Ministry: 
Commerce and Industry
  • Introduced
    Lok Sabha
    Dec 04, 2009
    Gray
  • Passed
    Lok Sabha
    Dec 18, 2009
    Gray
  • Passed
    Rajya Sabha
    Aug 10, 2010
    Gray

This Bill seeks to amend the Trade Marks Act, 1999, to allow accession to the Madrid Protocol and allow special provisions for the protection of international registration of trade marks under the Protocol. The Bill also empowers the Registrar of Trade Marks to deal with international applications.

  • The Trade Marks (Amendment) Bill, 2009 was introduced in the Lok Sabha on December 4, 2009 and was passed by the Lok Sabha on December 18, 2009.  The Bill is pending with the Rajya Sabha.  It was introduced by the Minister of Commerce and Industry, Shri Anand Sharma.
  • The Bill amends the Trade Marks Act, 1999 (Principal Act) to provide for protection of Indian trade marks in other countries, in line with the Madrid Protocol.  The Principal Act does not allow Indian and foreign nationals to register trade marks simultaneously in other countries.  Thus, if a person wants to register his trade mark in other countries he has to make a separate application and pay fees in the respective country.  
  • The Madrid Protocol, adopted in 1989 and administered by the International Bureau of the World Intellectual Property Organisation, provides for a system for international registration of trade marks.  In order to accede to the Protocol, India needs to amend the Principal Act.
  • The Bill prescribes a period of 18 months within which a trade mark has to be registered. 
  • The Controller-General of Patents, Designs and Trade Marks is the Registrar of Trade Marks, appointed with any other officers deemed fit, by the central government.  The Bill empowers the Registrar of Trade Marks to deal with international applications originating from India as well as those received from the International Bureau and maintain record of international registrations.
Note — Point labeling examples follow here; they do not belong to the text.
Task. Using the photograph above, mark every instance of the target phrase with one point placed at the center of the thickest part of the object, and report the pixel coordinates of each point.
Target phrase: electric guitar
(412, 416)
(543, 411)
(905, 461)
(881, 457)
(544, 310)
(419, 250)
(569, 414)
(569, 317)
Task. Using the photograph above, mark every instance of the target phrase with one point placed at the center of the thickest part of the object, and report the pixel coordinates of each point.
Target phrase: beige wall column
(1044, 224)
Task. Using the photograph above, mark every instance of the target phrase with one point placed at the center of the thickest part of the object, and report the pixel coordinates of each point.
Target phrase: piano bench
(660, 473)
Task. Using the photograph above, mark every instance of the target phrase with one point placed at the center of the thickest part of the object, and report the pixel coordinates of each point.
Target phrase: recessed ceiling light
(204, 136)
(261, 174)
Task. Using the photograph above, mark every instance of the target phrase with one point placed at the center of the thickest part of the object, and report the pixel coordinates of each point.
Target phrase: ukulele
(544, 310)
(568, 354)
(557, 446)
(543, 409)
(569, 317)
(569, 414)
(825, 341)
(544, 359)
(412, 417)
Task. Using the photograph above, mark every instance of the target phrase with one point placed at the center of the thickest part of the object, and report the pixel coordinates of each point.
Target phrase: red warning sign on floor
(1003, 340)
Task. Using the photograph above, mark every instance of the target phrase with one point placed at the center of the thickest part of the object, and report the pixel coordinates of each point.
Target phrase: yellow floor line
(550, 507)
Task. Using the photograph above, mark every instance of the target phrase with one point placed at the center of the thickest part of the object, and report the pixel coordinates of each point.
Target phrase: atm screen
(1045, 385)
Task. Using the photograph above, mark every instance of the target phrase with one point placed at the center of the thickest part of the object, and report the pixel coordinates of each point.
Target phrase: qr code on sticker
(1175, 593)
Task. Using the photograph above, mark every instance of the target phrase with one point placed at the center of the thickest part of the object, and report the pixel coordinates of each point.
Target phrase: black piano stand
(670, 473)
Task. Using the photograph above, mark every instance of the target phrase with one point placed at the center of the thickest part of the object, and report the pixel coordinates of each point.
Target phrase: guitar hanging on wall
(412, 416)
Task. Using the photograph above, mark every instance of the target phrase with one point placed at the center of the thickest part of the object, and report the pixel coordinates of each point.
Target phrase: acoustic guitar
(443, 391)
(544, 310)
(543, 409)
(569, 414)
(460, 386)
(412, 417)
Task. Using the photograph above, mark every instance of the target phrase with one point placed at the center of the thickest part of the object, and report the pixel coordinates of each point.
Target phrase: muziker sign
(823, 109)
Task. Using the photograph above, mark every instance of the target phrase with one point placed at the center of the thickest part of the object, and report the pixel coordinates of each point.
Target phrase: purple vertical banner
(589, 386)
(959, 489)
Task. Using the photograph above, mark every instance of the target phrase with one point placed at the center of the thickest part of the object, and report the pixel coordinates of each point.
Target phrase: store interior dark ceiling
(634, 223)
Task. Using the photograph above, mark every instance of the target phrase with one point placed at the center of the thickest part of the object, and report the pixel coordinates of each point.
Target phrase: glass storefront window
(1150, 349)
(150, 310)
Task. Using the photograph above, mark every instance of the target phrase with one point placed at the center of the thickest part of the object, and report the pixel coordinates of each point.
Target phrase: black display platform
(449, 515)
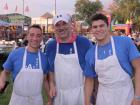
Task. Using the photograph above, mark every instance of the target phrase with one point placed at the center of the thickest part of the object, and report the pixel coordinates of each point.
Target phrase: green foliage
(86, 8)
(124, 9)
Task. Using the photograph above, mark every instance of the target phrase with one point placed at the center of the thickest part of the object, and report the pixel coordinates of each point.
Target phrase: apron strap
(75, 48)
(25, 57)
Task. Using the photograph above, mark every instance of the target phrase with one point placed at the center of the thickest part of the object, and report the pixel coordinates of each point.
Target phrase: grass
(5, 97)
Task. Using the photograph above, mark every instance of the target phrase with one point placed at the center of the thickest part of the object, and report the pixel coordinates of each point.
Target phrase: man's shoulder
(83, 40)
(18, 51)
(121, 38)
(52, 42)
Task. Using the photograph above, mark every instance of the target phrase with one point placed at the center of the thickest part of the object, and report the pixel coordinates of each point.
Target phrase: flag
(16, 8)
(6, 7)
(26, 9)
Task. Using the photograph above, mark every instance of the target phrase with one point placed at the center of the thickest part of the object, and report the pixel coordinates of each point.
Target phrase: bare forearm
(52, 85)
(137, 82)
(89, 84)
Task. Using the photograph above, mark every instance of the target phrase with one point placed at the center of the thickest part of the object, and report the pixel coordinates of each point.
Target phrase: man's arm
(52, 84)
(47, 89)
(136, 65)
(88, 89)
(3, 77)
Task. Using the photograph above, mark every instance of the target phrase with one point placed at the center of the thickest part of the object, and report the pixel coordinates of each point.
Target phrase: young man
(27, 65)
(66, 56)
(112, 59)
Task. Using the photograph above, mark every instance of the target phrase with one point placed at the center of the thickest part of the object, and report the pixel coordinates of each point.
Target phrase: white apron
(28, 85)
(69, 79)
(115, 85)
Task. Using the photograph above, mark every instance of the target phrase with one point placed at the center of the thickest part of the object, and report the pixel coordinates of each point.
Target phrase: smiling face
(34, 38)
(63, 30)
(100, 31)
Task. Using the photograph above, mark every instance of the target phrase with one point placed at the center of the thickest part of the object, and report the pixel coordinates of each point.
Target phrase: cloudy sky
(39, 7)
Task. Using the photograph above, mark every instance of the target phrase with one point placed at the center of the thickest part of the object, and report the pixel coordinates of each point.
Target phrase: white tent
(3, 23)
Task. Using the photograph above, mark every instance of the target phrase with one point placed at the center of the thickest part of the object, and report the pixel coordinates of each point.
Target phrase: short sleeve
(8, 65)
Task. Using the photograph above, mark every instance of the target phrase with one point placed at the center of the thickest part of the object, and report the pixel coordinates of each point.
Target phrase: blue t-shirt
(15, 60)
(125, 49)
(82, 43)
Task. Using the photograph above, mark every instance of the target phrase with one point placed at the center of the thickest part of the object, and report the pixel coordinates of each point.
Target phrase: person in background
(113, 60)
(28, 67)
(66, 56)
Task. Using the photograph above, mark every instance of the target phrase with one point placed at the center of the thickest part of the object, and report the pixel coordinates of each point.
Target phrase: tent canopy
(3, 23)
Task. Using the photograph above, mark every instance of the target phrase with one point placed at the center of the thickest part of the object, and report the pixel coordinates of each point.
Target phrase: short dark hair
(99, 16)
(35, 26)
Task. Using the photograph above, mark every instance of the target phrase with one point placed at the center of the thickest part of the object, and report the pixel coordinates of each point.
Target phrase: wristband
(137, 97)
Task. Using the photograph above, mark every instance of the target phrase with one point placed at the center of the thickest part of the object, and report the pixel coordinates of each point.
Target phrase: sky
(39, 7)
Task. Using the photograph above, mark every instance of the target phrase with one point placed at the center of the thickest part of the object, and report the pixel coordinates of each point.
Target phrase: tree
(85, 9)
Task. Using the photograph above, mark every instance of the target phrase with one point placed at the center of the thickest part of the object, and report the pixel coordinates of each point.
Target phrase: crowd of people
(73, 69)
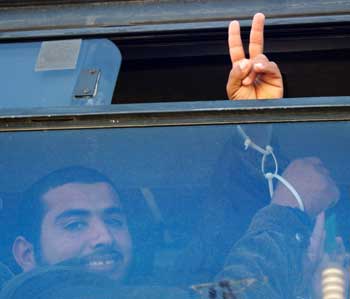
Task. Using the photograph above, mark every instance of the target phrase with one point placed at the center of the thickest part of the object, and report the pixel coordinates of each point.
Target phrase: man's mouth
(105, 262)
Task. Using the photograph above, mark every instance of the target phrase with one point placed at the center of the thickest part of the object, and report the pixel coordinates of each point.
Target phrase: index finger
(256, 41)
(235, 42)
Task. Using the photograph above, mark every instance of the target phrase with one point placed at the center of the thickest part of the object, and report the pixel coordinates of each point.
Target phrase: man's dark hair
(32, 209)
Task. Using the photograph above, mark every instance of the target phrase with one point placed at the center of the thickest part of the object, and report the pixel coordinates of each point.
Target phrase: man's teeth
(101, 263)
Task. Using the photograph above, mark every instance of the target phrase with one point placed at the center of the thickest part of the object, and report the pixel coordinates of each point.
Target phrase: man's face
(84, 224)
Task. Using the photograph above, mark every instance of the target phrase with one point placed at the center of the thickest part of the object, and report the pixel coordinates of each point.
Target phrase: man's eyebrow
(72, 213)
(113, 210)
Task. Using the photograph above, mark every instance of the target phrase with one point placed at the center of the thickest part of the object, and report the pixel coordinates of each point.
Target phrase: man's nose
(100, 234)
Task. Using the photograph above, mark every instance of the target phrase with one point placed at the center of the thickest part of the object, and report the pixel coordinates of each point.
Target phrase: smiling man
(73, 216)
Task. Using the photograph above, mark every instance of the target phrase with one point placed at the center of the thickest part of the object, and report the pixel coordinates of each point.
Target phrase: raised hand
(256, 77)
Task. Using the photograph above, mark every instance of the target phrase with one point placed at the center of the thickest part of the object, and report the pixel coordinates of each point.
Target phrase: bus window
(175, 211)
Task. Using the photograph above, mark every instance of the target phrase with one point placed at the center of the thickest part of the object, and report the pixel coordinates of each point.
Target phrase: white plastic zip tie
(269, 175)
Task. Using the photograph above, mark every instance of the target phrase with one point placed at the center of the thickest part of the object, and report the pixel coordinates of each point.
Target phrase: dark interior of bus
(193, 66)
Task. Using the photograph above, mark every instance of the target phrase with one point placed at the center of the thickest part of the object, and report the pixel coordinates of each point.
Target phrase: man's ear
(23, 252)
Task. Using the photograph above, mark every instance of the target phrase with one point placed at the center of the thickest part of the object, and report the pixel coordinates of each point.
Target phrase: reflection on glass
(180, 212)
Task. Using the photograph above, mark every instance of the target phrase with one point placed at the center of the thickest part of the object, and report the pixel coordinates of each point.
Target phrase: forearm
(269, 256)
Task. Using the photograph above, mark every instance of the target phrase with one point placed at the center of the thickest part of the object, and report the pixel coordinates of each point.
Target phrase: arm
(256, 77)
(272, 251)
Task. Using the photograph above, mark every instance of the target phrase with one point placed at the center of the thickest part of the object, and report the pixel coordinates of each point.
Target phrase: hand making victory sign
(256, 77)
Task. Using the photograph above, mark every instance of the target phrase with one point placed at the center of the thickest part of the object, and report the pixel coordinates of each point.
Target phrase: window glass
(160, 210)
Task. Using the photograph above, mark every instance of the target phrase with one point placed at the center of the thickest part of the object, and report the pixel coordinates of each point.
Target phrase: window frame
(177, 114)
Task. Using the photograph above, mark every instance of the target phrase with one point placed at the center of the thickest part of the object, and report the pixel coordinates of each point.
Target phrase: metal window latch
(87, 84)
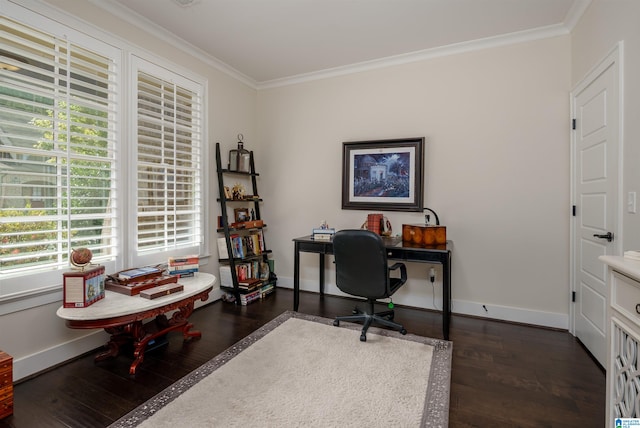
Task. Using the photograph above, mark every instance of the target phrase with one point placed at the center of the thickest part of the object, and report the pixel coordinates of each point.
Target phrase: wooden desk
(396, 250)
(122, 316)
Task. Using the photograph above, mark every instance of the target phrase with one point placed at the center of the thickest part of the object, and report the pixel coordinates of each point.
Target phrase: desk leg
(446, 297)
(322, 259)
(296, 276)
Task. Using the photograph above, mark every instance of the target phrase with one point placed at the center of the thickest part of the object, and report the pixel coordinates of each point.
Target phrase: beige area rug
(300, 370)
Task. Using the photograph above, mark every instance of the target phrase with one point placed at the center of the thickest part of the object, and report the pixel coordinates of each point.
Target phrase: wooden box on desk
(424, 235)
(83, 287)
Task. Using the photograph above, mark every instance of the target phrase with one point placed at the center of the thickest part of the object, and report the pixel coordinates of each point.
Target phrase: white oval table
(123, 317)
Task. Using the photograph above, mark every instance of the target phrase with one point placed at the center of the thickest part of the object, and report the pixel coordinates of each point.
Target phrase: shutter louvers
(169, 165)
(57, 151)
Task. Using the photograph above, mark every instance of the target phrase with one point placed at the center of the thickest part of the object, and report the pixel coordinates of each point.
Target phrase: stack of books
(322, 234)
(246, 246)
(183, 266)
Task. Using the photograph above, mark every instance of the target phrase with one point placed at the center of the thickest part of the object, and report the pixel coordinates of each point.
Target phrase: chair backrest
(361, 263)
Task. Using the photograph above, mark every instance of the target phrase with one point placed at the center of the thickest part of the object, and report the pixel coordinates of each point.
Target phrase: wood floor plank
(503, 374)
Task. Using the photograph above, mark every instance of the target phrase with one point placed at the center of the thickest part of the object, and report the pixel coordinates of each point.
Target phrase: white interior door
(595, 183)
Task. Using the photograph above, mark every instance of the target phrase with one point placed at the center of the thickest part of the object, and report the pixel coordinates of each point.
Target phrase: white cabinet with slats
(623, 359)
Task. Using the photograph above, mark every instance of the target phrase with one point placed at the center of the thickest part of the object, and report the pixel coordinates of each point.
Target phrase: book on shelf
(223, 253)
(183, 273)
(194, 268)
(225, 276)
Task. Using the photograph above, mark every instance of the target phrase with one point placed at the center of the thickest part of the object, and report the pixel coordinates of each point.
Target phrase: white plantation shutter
(169, 162)
(58, 104)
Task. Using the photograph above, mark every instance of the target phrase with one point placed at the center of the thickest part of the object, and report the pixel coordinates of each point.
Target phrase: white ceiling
(268, 41)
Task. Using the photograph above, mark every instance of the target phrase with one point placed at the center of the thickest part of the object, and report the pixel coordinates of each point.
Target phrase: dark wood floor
(503, 374)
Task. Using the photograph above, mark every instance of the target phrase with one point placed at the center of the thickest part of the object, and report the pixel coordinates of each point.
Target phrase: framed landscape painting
(383, 175)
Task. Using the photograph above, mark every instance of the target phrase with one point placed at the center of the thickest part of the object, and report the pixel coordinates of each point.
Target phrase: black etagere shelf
(232, 232)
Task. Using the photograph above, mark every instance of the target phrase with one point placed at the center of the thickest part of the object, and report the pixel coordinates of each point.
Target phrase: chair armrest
(403, 270)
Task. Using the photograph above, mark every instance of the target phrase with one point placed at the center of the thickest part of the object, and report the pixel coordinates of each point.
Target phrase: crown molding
(573, 15)
(427, 54)
(155, 30)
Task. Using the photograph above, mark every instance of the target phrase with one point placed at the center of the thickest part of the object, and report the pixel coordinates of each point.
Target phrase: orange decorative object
(422, 235)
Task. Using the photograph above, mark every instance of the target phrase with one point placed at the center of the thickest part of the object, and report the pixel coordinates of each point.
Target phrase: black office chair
(362, 270)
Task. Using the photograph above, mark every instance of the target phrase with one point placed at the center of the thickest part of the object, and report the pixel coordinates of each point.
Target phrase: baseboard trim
(30, 365)
(462, 307)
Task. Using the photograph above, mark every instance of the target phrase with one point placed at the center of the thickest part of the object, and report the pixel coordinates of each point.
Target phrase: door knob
(608, 236)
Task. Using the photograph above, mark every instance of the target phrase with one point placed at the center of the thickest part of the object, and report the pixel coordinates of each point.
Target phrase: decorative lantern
(240, 158)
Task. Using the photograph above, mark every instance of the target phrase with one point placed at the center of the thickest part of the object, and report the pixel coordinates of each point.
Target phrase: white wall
(37, 338)
(604, 24)
(496, 123)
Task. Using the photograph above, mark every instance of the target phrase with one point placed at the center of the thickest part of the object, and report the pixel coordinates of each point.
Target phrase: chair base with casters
(370, 318)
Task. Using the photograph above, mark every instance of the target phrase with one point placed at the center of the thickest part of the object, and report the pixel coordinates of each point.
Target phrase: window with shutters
(168, 163)
(58, 151)
(84, 163)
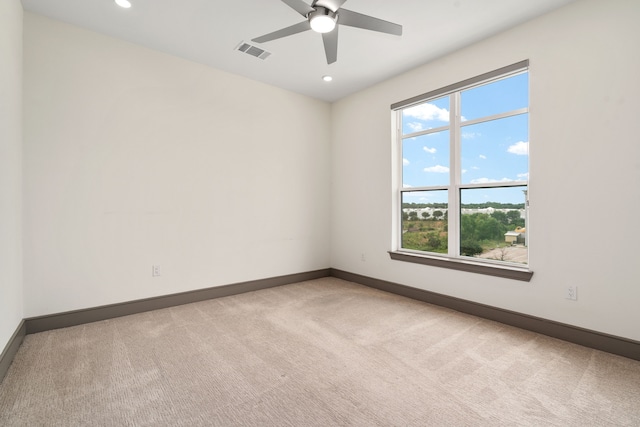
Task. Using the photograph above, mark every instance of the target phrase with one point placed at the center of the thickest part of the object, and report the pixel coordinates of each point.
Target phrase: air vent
(253, 50)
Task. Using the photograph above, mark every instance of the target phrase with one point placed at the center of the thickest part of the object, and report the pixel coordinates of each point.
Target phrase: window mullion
(453, 225)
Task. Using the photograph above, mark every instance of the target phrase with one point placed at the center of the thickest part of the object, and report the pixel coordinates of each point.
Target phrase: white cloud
(437, 169)
(488, 180)
(429, 150)
(470, 135)
(427, 112)
(520, 148)
(415, 126)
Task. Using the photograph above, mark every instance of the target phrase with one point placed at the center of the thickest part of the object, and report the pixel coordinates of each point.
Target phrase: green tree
(470, 248)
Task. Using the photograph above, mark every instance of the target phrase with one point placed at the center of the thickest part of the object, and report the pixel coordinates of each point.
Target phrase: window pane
(425, 221)
(498, 97)
(428, 115)
(493, 224)
(425, 160)
(496, 151)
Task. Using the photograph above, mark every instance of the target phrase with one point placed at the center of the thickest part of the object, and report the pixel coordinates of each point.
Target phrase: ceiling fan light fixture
(322, 20)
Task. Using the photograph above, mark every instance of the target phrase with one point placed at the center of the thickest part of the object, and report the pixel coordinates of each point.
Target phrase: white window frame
(453, 259)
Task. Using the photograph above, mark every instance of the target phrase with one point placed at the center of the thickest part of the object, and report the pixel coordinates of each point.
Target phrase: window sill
(506, 272)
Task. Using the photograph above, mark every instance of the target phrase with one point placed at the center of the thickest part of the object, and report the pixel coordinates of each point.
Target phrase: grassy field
(431, 236)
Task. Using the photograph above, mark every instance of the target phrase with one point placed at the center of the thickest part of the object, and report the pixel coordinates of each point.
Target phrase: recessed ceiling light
(124, 3)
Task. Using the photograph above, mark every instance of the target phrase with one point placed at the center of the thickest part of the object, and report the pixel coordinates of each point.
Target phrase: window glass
(428, 115)
(425, 221)
(425, 160)
(493, 224)
(497, 97)
(477, 163)
(495, 151)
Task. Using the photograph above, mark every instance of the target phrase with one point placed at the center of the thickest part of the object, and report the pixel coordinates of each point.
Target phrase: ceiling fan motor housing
(322, 20)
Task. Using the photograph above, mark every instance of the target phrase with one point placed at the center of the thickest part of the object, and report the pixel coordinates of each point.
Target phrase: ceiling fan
(324, 16)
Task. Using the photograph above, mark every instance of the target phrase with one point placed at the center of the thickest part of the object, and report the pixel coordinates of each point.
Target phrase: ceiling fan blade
(355, 19)
(294, 29)
(332, 5)
(299, 6)
(330, 41)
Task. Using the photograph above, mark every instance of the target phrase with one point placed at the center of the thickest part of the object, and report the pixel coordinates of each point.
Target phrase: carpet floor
(320, 353)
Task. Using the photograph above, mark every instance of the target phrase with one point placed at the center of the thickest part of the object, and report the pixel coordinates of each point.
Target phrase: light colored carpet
(318, 353)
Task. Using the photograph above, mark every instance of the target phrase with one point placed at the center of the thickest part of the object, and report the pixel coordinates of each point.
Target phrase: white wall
(134, 158)
(585, 153)
(11, 307)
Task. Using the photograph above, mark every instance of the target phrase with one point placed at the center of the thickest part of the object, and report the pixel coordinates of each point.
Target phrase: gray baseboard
(592, 339)
(11, 349)
(94, 314)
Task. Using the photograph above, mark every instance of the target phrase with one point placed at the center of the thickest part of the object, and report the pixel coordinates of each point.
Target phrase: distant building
(515, 236)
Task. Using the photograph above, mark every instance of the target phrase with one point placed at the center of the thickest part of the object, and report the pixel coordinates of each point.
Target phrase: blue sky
(492, 151)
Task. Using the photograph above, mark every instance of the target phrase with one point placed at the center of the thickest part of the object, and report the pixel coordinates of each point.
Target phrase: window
(463, 166)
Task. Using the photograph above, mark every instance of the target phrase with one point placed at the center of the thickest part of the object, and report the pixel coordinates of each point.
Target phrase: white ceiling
(208, 31)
  • In case of international registrations originating from India, the applicant or registered proprietor may make an international application on a prescribed form.  If a person holds an international registration, he may make an international application on the prescribed form for such registration to any other Contracting Party (any country or inter-governmental organisation which is part of the Madrid Protocol).
  • The Bill increases the time period of filing a notice of opposition of published applications, from three months to four months.
  • The Bill simplifies the provisions related to transfer of ownership of trade marks by assignment or transmission.  If a person becomes entitled to a registered trade mark by assignment or transmission, he shall apply in the prescribed manner to the Registrar to register his title.  The Registrar may ask the applicant to furnish further evidence only where there is a reasonable doubt about the veracity of any statement or document.